Here are the gory details about some utility programs you may need; perl, gcc and happy are the only important ones. (PVM is important if you're going for Parallel Haskell.) The configure script will tell you if you are missing something.
GHC is required to build GHC, because GHC itself is written in Haskell, and uses GHC extensions. It is possible to build GHC using just a C compiler, and indeed some distributions of GHC do just that, but it isn't the best supported method, and you may encounter difficulties. Full instructions are in Section 9, “Porting GHC”.
GHC can be built using either an earlier released version of GHC (currently 5.04 and later are supported), or bootstrapped using a GHC built from exactly the same sources. Note that this means you cannot in general build GHC using an arbitrary development snapshot, or a build from say last week. It might work, it might not - we don't guarantee anything. To be on the safe side, start your build using the most recently released stable version of GHC.
You have to have Perl to proceed! Perl version 5 at least is required. GHC has been known to tickle bugs in Perl, so if you find that Perl crashes when running GHC try updating (or downgrading) your Perl installation. Versions of Perl before 5.6 have been known to have various bugs tickled by GHC, so the configure script will look for version 5.6 or later.
For Win32 platforms, you should use the binary
supplied in the InstallShield (copy it to
/bin
). The Cygwin-supplied Perl seems
not to work.
Perl should be put somewhere so that it can be invoked
by the #!
script-invoking
mechanism. The full pathname may need to be less than 32
characters long on some systems.
Most GCC versions should work with the most recent GHC
sources. Expect trouble if you use a recent GCC with
an older GHC, though (trouble in the form of mis-compiled code,
link errors, and errors from the ghc-asm
script).
If your GCC dies with “internal error” on
some GHC source file, please let us know, so we can report
it and get things improved. (Exception: on x86
boxes—you may need to fiddle with GHC's
-monly-N-regs
option; see the User's
Guide)
The GHC build system makes heavy use of features specific to GNU make, so you must have this installed in order to build GHC.
NB. it has been reported that version 3.79 no longer works to build GHC, and 3.80 is required.
Happy is a parser generator tool for Haskell, and is used to generate GHC's parsers.
If you start from a source tarball of GHC (i.e. not a darcs checkout), then you don't need Happy, because we supply the pre-processed versions of the Happy parsers. If you intend to modify the compiler and/or you're using a darcs checkout, then you need Happy.
Happy version 1.15 is currently required to build GHC. Grab a copy from Happy's Web Page.
Alex is a lexical-analyser generator for Haskell, which GHC uses to generate its lexer.
Like Happy, you don't need Alex if you're building GHC from a source tarball, but you do need it if you're modifying GHC and/or building a darcs checkout.
Alex is written in Haskell and is a project in the darcs repository. Alex distributions are available from Alex's Web Page.
GNU autoconf is needed if you intend to build from the darcs sources, it is not needed if you just intend to build a standard source distribution.
Version 2.52 or later of the autoconf package is required. NB. version 2.13 will no longer work, as of GHC version 6.1.

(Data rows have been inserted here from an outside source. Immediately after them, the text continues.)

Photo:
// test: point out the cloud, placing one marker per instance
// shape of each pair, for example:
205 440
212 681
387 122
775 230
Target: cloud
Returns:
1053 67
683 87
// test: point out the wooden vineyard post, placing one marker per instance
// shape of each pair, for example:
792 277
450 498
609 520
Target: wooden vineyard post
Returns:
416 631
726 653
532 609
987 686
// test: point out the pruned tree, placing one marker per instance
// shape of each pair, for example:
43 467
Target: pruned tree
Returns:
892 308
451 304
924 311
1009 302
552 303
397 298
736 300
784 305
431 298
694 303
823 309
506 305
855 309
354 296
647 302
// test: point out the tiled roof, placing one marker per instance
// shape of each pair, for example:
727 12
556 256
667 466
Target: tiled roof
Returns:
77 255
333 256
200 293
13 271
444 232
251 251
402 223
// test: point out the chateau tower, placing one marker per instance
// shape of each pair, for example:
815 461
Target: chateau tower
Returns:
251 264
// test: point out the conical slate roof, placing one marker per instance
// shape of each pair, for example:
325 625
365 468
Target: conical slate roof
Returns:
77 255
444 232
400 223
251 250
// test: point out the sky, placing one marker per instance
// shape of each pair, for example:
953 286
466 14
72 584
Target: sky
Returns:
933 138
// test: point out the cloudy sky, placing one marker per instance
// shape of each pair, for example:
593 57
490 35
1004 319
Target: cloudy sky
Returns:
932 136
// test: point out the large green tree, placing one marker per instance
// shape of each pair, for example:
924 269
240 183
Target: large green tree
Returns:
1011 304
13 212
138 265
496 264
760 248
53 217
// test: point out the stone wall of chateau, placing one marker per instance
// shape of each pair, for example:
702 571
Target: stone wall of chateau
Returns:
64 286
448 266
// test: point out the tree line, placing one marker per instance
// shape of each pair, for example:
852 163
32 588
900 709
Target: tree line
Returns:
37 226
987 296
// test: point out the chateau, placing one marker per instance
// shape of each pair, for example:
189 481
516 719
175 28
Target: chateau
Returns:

autoreconf (from the autoconf package)
recursively builds configure scripts from
the corresponding configure.ac
and
aclocal.m4
files. If you modify one of
the latter files, you'll need autoreconf to
rebuild the corresponding configure
.
You need a working sed if you are going to build from sources. The build-configuration stuff needs it. GNU sed version 2.0.4 is no good! It has a bug in it that is tickled by the build-configuration. 2.0.5 is OK. Others are probably OK too (assuming we don't create too elaborate configure scripts.)
PVM is the Parallel Virtual Machine on which Parallel Haskell programs run. (You only need this if you plan to run Parallel Haskell. Concurrent Haskell, which runs concurrent threads on a uniprocessor doesn't need it.) Underneath PVM, you can have (for example) a network of workstations (slow) or a multiprocessor box (faster).
The current version of PVM is 3.3.11; we use 3.3.7.
It is readily available on the net; I think I got it from
research.att.com
, in
netlib
.
A PVM installation is slightly quirky, but easy to
do. Just follow the Readme
instructions.
Sadly, the gr2ps script, used to convert “parallelism profiles” to PostScript, is written in Bash (GNU's Bourne Again shell). This bug will be fixed (someday).
More tools are required if you want to format the documentation that comes with GHC. See Section 8, “Building the documentation”.